The Analyzer
To recap, the Analyzer serves as the central object of the compiler, managing the compilation project's set of documents and the semantic graph.
The state of this object is presumed to be shared among multiple threads1. Specifically, numerous threads can edit various documents concurrently without blocking (provided they edit distinct documents). Additionally, multiple threads can query the semantic graph concurrently and often without blocking (especially when the threads query independent attributes). However, it's not possible to edit the documents and query their attributes simultaneously. When querying an attribute, the graph undergoes incremental recomputations that require synchronization of its state with changes in documents. Therefore, the content of the documents should remain fixed at the synchronization point.

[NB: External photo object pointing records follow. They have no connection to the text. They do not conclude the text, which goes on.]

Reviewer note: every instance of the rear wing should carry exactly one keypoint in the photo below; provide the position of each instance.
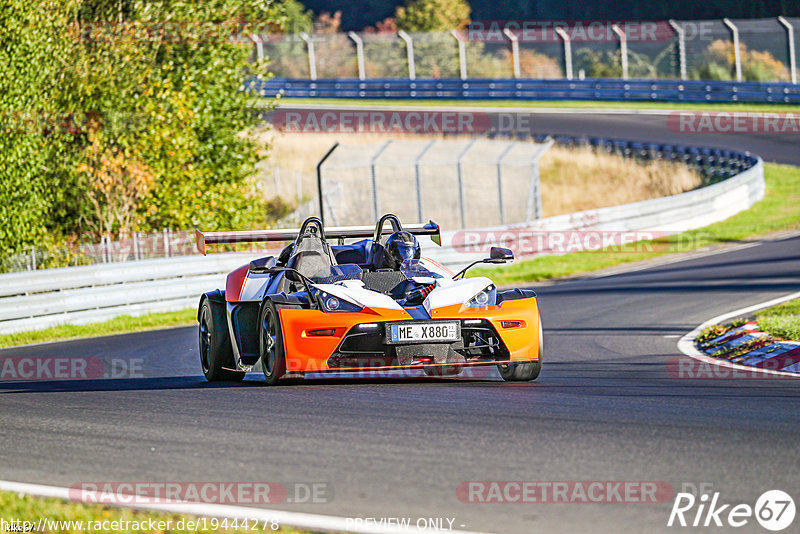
(340, 233)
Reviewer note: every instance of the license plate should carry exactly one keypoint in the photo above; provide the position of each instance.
(424, 332)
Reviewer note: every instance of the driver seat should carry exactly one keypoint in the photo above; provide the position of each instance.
(312, 257)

For this reason, the API restricts access to the Analyzer's state: at any given time, you either mutate the state of the Analyzer (e.g., apply edits to the documents) or analyze the current state (e.g., query attribute values).
The Analyzer grants access to specific operations with its data through a system of task objects. You can think of a "task" as an RAII guard, through which you gain access to specific operations on the Analyzer's data2.
The Analyzer offers three types of task objects:
- The AnalysisTask: This task allows you to query semantic graph attributes. You can have as many simultaneous task objects of this type as you need.
- The MutationTask: With this task, you can create, edit, or remove documents, and you can trigger analyzer-wide events. Similar to AnalysisTask, you can have multiple simultaneous task objects of this type.
- The ExclusiveTask: This task enables you to sequentially perform analysis and mutation operations within a single thread. However, you cannot have more than one task of this type simultaneously.
You obtain the task objects by requesting them from the Analyzer. For instance, the Analyzer::analyze function returns an AnalysisTask instance.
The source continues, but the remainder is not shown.